Mr. Reid said that the Senate will pursue a more limited measure that tightens energy efficiency standards and responds to the oil spill in the Gulf of Mexico rather than take up legislation that cuts carbon emissions at this time.

Democrats posit that the slimmer package will tighten household energy efficiency requirements and increase financing for the Land and Water Conservation Fund. At the same time, the package will ensure that BP will hold responsibility to pay for the cleanup of the oil spill, promote further production of natural gas, and increase the manufacturing of natural gas vehicles, particularly big trucks.

The failure is not entirely surprising; the Democratic Party have expended most, if not all, of their political capital on the Healthcare fight. After a lengthy and extremely draining battle, this legislation still ended up being perceived by many as a ‘welfare project’ that would add even more to the deficit in desperate times. Furthermore, many felt Congress should have been concentrating on increasing the number of jobs in the economy rather than ‘damaging’ it with elaborate Democratic plans.

Under these circumstances, a comprehensive Climate Change bill would always have been difficult. The Republican party, already vitriolic over much of the Democratic legislative agenda in this congress, painted the Climate Change bill (with the notable exception of Senator Lindsey Graham)  as a ‘national energy tax’. Given the current radical streak to American politics embodied in the Tea Party movement, Democratic leaders proved unwilling to engage in a lengthy battle before the  upcoming November mid-term election over anything that could be construed as a tax or unrelated to jobs.

There is a second element to this Bill’s failure –  the state of the current Republican party. Republicans have pursued a policy of near unanimous opposition to the Democratic agenda: from the stimulus, to healthcare and even on short term crucial issues such as unemployment benefits. The same goes for climate change.  The latter strikes a particularly deep chord; since George H. W Bush, Republicans have been almost uniformly opposed to any significant climate change measures, doubting both the science, most notably with Senator Inhofe (R-OK) describing the science as a ’hoax’ as their minority leader on the Senate Environment committee and arguing that any measure would cripple the American economy.

Nevertheless, we may be at a turning point.

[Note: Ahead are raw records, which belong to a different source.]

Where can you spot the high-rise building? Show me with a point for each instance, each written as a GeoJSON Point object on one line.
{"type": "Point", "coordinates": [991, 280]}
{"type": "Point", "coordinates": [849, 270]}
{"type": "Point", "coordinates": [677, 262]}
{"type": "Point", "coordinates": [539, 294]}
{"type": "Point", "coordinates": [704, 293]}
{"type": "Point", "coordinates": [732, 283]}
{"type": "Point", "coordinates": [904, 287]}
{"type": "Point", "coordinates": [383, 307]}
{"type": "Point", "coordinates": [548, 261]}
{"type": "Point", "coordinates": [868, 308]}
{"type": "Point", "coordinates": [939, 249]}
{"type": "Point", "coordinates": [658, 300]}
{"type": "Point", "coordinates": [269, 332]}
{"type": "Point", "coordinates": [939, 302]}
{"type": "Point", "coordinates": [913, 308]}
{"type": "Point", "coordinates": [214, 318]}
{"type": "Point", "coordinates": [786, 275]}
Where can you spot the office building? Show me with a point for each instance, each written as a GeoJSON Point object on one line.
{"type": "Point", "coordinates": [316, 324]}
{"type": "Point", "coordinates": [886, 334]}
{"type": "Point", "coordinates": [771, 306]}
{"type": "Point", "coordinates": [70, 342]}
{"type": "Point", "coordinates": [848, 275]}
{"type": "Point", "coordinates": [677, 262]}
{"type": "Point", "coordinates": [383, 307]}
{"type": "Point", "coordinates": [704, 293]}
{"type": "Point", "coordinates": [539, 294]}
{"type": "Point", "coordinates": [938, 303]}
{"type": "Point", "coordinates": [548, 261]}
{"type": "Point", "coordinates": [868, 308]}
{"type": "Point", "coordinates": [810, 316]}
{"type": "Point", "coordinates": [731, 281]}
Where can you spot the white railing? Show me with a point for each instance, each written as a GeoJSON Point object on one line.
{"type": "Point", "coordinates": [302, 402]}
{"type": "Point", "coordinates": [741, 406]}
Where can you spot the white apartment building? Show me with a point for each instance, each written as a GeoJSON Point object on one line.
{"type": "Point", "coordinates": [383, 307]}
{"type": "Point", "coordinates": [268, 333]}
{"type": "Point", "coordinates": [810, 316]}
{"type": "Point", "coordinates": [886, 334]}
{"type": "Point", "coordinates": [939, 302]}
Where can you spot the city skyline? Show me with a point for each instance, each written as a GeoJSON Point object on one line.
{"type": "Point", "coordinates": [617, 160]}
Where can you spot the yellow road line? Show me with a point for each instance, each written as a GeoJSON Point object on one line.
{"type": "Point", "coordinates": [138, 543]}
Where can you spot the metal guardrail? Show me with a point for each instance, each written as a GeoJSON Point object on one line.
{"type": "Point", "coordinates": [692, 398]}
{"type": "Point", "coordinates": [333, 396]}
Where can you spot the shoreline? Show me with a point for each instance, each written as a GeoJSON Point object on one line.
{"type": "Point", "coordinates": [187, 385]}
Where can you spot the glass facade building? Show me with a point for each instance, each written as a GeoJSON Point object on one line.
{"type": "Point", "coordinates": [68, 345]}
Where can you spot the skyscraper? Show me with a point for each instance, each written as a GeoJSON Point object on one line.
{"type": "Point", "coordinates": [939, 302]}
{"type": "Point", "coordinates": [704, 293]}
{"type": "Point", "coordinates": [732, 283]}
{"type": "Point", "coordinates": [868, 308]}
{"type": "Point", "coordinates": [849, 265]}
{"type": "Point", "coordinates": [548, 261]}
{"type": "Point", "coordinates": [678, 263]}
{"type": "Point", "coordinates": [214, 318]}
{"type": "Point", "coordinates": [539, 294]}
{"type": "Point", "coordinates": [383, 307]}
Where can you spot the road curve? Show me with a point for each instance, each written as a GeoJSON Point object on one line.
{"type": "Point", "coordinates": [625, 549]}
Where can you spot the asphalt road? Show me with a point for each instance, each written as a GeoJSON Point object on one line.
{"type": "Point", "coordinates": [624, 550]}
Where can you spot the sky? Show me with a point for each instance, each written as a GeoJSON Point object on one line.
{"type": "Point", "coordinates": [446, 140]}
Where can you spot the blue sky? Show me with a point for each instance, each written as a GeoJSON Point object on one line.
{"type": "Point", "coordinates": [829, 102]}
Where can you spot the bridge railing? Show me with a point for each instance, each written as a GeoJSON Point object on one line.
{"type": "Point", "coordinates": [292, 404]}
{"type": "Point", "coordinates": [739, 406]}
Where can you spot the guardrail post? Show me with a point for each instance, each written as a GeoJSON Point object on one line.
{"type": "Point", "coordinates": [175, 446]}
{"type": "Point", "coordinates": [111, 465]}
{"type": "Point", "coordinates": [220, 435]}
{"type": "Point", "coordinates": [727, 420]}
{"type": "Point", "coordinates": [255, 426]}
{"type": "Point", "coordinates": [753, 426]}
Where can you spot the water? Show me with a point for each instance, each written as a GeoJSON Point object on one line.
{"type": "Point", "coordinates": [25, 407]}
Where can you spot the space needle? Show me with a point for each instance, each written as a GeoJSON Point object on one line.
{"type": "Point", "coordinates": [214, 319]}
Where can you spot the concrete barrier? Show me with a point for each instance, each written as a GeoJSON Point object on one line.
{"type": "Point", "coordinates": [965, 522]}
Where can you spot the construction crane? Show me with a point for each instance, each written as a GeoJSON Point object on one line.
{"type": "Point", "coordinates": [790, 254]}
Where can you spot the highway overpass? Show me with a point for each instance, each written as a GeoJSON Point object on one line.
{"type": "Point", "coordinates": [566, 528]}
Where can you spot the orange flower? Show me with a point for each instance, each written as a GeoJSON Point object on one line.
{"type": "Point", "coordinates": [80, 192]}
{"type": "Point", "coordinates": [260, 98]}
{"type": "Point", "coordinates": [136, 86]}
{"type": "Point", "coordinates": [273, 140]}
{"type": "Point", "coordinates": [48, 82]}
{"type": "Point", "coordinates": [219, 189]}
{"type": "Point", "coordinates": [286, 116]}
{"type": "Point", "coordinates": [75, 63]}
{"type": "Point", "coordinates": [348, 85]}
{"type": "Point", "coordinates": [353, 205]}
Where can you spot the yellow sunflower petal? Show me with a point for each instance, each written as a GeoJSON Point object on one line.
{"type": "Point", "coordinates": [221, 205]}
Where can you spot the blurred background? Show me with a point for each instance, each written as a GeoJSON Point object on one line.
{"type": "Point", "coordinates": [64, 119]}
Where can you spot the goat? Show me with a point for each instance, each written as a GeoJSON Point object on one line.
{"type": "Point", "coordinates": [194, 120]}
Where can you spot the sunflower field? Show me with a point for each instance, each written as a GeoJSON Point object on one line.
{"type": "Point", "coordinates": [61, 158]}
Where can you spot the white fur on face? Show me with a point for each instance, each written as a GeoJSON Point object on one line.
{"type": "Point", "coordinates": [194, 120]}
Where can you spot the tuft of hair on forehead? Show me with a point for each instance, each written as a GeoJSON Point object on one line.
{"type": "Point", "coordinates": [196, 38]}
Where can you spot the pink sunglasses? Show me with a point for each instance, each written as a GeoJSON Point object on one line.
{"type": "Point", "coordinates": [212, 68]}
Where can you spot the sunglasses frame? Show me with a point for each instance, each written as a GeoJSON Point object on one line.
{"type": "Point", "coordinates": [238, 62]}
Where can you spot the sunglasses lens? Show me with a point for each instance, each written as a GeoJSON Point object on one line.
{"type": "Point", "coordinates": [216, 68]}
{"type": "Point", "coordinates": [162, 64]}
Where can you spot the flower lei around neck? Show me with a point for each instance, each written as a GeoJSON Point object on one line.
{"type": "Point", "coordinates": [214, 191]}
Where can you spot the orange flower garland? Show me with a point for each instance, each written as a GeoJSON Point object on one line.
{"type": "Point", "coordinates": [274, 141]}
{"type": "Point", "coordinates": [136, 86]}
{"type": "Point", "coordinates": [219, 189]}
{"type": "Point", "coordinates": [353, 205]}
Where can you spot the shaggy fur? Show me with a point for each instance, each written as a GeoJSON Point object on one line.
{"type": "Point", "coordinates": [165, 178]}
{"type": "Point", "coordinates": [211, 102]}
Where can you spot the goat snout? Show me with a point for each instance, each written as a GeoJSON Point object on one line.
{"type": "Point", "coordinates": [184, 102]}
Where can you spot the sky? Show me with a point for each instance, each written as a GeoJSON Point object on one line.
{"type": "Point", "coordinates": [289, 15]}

The American public has shown consistent support for clean energy above 50%,  even if the Republicans take back the House this November, their continued opposition approach will have to change and climate change may well prove difficult to avoid with an expectant public. If they don’t take back the House, Democrats will feel they’ve been given a new mandate to continue their progressive agenda.

Finally, America may just be working incrementally on climate change, rather than a ‘big bang approach’. The stimulus channelled record amounts of funding to renewable energy and energy efficiency, raised fuel efficiency standards and may now work again to move to gas and improve energy efficiency. If ‘cap and trade’ can be implement in the next congress the first 4 years of Obama’s Presidency will not be without successes on the climate change front, albeit at a pace that will be detrimental to domestic and international efforts to control greenhouse gas emissions.